Chapter 2: What Are The Characteristics Of The Research You Would Like To Have Funded
There are many transportation research programs, each with distinct focus and characteristics. To strengthen your chances of success in being funded, this chapter is intended to help you consider the characteristics of the research you would like to see funded. Research characteristics are important for two reasons: 1) they help you identify which research programs are the best fit for your research statement, and 2) clearly addressing these characteristics in your research statement and increases your chances of selection. Important characteristics to consider when writing a research statement include geographic relevance, transportation mode or topic, funding required, urgency, type of research needed, and partnership and cost-sharing interests.
How widespread is the problem you are trying to address? Is it experienced in countries around the world (i.e. intersection design questions or air quality issues)? Is it strictly a problem in the United States (i.e. how to meet U.S. DOT planning requirements)? Is it shared by a region or several organizations (i.e. deicing concerns or design in seismic zones)? Or is it an even more specific problem that exists only in a small number of locations (i.e. specific species or geology)?
Geographic relevance will affect the programs to which you submit your research statement, and will also affect the details that need to be included in the statement. National research programs, such as the National Cooperative Highway Research Program, focus on research statements that address problems experienced in a majority of the states. However, a research statement focused on a more localized problem while explaining how the research product could benefit a national audience can be successful.
TRANSPORTATION MODE OR TOPIC
If your research focuses on a specific mode of transportation, your decision about the funding source may be simplified, because many research programs focus on such modes.
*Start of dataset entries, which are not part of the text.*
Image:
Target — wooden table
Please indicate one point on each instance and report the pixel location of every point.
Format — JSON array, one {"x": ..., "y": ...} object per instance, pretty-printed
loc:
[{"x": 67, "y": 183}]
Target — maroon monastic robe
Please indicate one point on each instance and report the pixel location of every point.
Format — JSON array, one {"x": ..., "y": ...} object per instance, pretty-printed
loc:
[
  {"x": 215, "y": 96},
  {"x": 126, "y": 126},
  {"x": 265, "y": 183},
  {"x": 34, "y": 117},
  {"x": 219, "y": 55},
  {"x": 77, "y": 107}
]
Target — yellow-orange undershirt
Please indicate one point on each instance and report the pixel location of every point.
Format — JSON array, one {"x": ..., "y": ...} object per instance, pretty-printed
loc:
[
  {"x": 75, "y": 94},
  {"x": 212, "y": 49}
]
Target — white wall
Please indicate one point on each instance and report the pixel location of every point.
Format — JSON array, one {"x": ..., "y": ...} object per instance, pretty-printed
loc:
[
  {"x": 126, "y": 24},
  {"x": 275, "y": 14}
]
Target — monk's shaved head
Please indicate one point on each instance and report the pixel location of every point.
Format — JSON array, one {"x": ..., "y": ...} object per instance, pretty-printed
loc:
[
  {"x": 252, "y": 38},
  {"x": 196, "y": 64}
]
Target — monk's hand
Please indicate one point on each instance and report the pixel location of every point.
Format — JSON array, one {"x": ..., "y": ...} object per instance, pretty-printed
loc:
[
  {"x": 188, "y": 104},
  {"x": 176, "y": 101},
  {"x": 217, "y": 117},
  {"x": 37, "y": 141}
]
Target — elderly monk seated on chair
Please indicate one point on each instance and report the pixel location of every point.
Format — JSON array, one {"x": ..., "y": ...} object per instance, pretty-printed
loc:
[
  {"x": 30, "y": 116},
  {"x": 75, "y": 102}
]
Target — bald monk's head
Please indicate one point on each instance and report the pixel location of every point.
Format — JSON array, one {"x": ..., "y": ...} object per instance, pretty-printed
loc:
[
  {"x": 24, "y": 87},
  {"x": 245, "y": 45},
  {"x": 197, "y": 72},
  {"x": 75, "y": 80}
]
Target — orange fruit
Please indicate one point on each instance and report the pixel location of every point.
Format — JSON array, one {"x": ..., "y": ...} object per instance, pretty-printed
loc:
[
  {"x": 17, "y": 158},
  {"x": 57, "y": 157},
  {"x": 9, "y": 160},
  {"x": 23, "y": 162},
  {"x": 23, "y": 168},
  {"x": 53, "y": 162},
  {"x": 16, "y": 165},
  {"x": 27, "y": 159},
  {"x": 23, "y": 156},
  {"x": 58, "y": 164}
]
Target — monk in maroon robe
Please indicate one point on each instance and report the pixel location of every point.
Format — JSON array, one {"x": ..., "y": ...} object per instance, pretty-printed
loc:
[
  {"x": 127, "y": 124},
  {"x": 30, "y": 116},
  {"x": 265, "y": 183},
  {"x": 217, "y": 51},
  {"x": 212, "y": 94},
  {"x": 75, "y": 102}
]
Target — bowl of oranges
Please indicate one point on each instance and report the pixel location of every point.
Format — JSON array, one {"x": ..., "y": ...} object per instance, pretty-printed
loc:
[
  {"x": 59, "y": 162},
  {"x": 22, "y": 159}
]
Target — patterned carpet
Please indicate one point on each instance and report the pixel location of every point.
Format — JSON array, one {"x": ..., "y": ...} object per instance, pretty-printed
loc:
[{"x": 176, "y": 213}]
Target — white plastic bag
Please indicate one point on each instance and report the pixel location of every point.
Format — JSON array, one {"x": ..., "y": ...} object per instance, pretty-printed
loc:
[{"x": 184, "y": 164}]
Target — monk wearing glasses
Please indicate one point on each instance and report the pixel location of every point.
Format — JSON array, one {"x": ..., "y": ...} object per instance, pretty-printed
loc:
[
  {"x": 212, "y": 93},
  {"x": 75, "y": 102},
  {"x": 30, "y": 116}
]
If, on the other hand, your research need focuses on policy, administration, or other non-modal transportation issues, the appropriate program may be less clear cut. In this case, contacting potential research program staff may be necessary.
In addition, some research programs fund only certain topics. Some examples include the Hazardous Materials Cooperative Research Program and the National Cooperative Freight Research Program.
Research programs vary widely in the maximum amount of money provided for each project. It is important to understand the funding-level guidelines and limitations of a research program when considering a research statement submittal. Proposing a $400,000 project to a program that funds projects of $100,000 or less will not get your research statement funded.
Research programs vary in their time frame for delivery. Finding a research program that matches the urgency of your research statement is critical. In some programs, it may take up to 3 years from the submission of a research statement to publish a research report. Other programs address needs that can be met within 6 months.
TYPE OF RESEARCH NEEDED
The term research is used very broadly in this web page because the work conducted in the interest of advancing the transportation profession cuts across a number of activities. A more formal definition and classification of transportation research is provided in Appendix A. Transportation research can be as fundamental as testing materials for transportation infrastructure or as detailed as a statistical analysis of large data sets to identify the public’s response to rising gas prices. Applied research exists somewhere in the middle of the spectrum, using fundamental research to solve transportation problems.
PARTNERSHIP/OPPORTUNITIES FOR COST SHARING
Some programs require cost sharing or a local match. The selection of your project may require that your research statement include information on where additional funding is available. For other research programs, cost sharing may not be required but could enhance the project’s chances for success.